POTSDAM — Two years ago, Clarkson defenseman Connor McCarthy barely saw the ice, playing in just nine games for the Golden Knights and picking up one assist.
Now, as a junior, McCarthy is not only a regular in the lineup, he also as emerged as one of Clarkson’s key players, ranking fifth on the team in scoring with six goals and six assists through the first 19 games of the season.
He’s been especially dangerous on the power play, with five of his goals coming when Clarkson has played a man up.
“He’s evolved,” Clarkson coach Casey Jones said of McCarthy, who is an imposing 6-foot-7, 229 pounds. “He’s more assertive. He’s got a tremendous shot and he’s not afraid to take it. He’s confident. His stick skills are good. He’s taken the game defending and now he’s added that element where he is an offensive threat. He’s a real threat on the power play. He can hammer it. He’s got some good torque with his stick.”
McCarthy, who is humble, was asked if his size gives him more speed when he winds back to take a slap shot and said, “I don’t know that science stuff.”
He broke into the lineup as a regular last year, playing in all 39 games and scoring four goals with 10 assists. One perk for Jones is McCarthy is an effective defenseman, but he doesn’t take many penalties. He has picked up 14 total penalty minutes in 67 college games.
“He is tough to play against because of the length of his stick,” Jones said. “He doesn’t have to use his body as much as other guys. His legs have gotten really strong and he’s carried on in terms of his development off the ice. He carries his weight really well.”
When asked about his improvement as a player at Clarkson, McCarthy said, “I think it’s just my confidence with the puck, making plays and in the defensive zone. That comes with the coaches giving me some confidence.”
Not playing much early in your career and then becoming a key player is not new to Clarkson. Others have gone through similar experiences early in their career to McCarthy.
“We are good about the development process,” Jones said. “If you stick to the process and stick to a play you are going to reap rewards with it, within our program. That’s what we try to preach. We are rewarding guys who work hard and guys who earn it. We don’t make one decision on someone and that’s the finality to where they are going to sit. We allow guys to grow. That’s a big part of how we continue to move forward with the program.”

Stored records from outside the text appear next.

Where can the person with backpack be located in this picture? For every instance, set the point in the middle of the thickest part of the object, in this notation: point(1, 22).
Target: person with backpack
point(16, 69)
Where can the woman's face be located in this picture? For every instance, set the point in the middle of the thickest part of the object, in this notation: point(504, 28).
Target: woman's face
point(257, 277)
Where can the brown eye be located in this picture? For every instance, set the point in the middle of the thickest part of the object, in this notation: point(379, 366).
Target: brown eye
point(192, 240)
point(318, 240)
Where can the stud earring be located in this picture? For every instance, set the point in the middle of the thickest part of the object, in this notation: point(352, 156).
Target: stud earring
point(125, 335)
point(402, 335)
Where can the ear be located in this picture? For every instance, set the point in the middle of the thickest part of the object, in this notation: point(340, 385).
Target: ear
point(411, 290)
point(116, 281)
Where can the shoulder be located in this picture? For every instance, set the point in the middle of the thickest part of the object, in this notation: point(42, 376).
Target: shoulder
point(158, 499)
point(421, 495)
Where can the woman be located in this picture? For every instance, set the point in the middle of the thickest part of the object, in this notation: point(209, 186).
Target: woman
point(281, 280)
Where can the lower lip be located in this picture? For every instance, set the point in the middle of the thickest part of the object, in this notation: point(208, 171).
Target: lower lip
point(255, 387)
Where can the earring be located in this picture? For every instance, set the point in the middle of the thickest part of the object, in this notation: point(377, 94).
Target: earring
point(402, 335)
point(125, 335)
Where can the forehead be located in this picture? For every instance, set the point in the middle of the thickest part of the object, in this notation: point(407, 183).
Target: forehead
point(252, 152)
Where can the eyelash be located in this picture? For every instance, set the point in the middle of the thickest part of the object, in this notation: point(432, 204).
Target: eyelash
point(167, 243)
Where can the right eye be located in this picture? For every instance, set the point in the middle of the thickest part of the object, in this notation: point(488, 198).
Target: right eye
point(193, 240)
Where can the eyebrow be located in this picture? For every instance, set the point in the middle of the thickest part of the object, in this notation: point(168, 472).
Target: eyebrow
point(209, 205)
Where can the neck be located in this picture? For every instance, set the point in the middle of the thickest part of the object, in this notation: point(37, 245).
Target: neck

McCarthy, who is from LaSalle, Quebec, said he went to a Clarkson game about three years before he committed to the program, and never really looked at any other school.
“This was the school I wanted to come too,” McCarthy said. “They have a good business program. It’s close to home, so my family can come. The coaching staff liked the player I could be in the future and they are helping mold that as it goes on now. A lot of guys here are in and out of the lineup, but if they work hard and do the right things they can get in. There’s been a lot of people in the past who have done that.
“Just work hard and listen to the coaches, take any advice they give you and keep it simple.”
LAST WEEKEND AT SUNY CANTON
Appleton Arena has been SLU’s home since 1951, but renovations this year have caused the Saints men’s and women’s teams to have to play home games at SUNY Canton.
The women’s team is already done with that part of the schedule, but the men’s team concludes its run at SUNY Canton this weekend when they host Quinnipiac tonight and Princeton on Saturday.
The Saints men make their official Appleton Arena debut on Jan. 31, when they host Brown.
“It’s a great facility,” Saints captain Michael Laidley said of SUNY Canton’s arena. “It’s been great over there. They’ve hosted us really well. We are thankful to the fans that have gone to SUNY Canton and supported us. We appreciate it.”
The final weekend starts with a big challenge tonight against Quinnipiac, which has won five straight games.
“They play quick and they have good skill,” Saints coach Brent Brekke said. “Their puck movement is really good. They break pucks out really well. Teams don’t get a lot of sustained (offensive) zone time against them because they don’t spend a lot of time in their (defensive) zone. We have to do a good job of eliminating their speed and slowing them down a little bit.”